And something more than a color stripe on a map. From the March 7, 2009 Houston Chronicle:
The order was clear: Kill the guy in the Astros jersey.
But in a case of mistaken identity, Jose Perez ended up dead. The intended target — the Houston-based head of a Mexican drug cartel cell pumping millions of dollars of cocaine into the city — walked away.
Perez, 27, was just a working guy, out getting dinner late on a Friday with his wife and young children at Chilos, a seafood restaurant on the Gulf Freeway.
His murder and the assassination gone awry point to the perilous presence of Mexican organized crime and how cartel violence has seeped into the city.
Arrests came in December when police and federal agents got a break in the 2006 shooting as they charted the relationship and rivalries between at least five cartel cells operating in Houston. A rogue’s gallery of about 100 names and mug shots taken at Texas jails and morgues offers a blueprint for Mexican organized crime.

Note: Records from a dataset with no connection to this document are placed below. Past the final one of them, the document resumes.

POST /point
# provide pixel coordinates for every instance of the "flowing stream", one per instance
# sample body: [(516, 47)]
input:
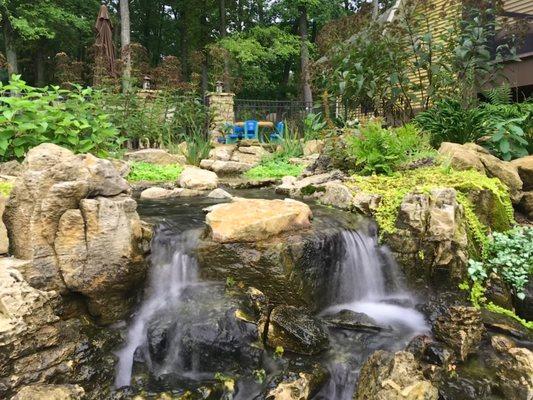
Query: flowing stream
[(364, 280)]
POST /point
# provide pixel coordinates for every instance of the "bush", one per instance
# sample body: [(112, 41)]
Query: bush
[(31, 116), (508, 254), (141, 171), (377, 150), (449, 121)]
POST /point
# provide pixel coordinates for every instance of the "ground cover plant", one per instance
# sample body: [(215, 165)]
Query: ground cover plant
[(141, 171)]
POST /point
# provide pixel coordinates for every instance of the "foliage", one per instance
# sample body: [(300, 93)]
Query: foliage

Houston has long been a major staging ground for importing illegal drugs from Mexico and shipping them to the rest of the United States, but a recent Department of Justice report notes it is one of 230 cities where cartels maintain distribution networks and supply lines.

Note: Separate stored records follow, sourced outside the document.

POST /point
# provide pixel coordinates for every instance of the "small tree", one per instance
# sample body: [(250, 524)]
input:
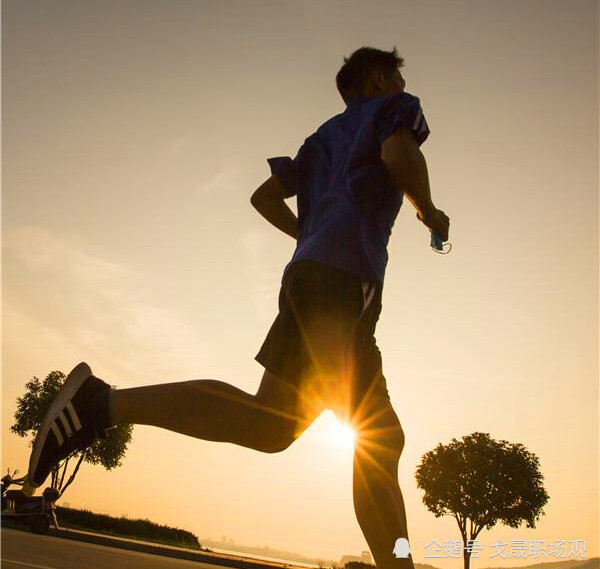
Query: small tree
[(482, 481), (31, 408)]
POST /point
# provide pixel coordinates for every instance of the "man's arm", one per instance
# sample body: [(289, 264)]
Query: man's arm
[(407, 167), (269, 201)]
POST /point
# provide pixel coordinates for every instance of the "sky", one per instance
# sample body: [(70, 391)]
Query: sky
[(133, 134)]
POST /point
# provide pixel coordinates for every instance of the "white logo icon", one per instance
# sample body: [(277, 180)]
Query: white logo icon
[(401, 549)]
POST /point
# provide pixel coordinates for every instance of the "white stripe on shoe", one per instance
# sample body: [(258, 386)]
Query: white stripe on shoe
[(73, 415), (57, 434), (65, 423), (74, 380)]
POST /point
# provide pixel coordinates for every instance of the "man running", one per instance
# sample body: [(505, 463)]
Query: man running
[(349, 178)]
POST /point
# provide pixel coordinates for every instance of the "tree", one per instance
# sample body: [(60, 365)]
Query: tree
[(484, 482), (31, 408)]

At Chilos, the real crime boss was sitting at another table, as were two spotters. The hitman waited in the parking lot for Perez to leave the restaurant.
“I just remember that guy coming up to us and he started shooting and shooting and shooting and never stopped,” said Norma Gonzalez, Perez’s widow. He was hit twice.
“I know they will pay for what they have done, maybe in the next life,” she said of Perez’s killers. “I don’t know what is going to happen to them in this life.”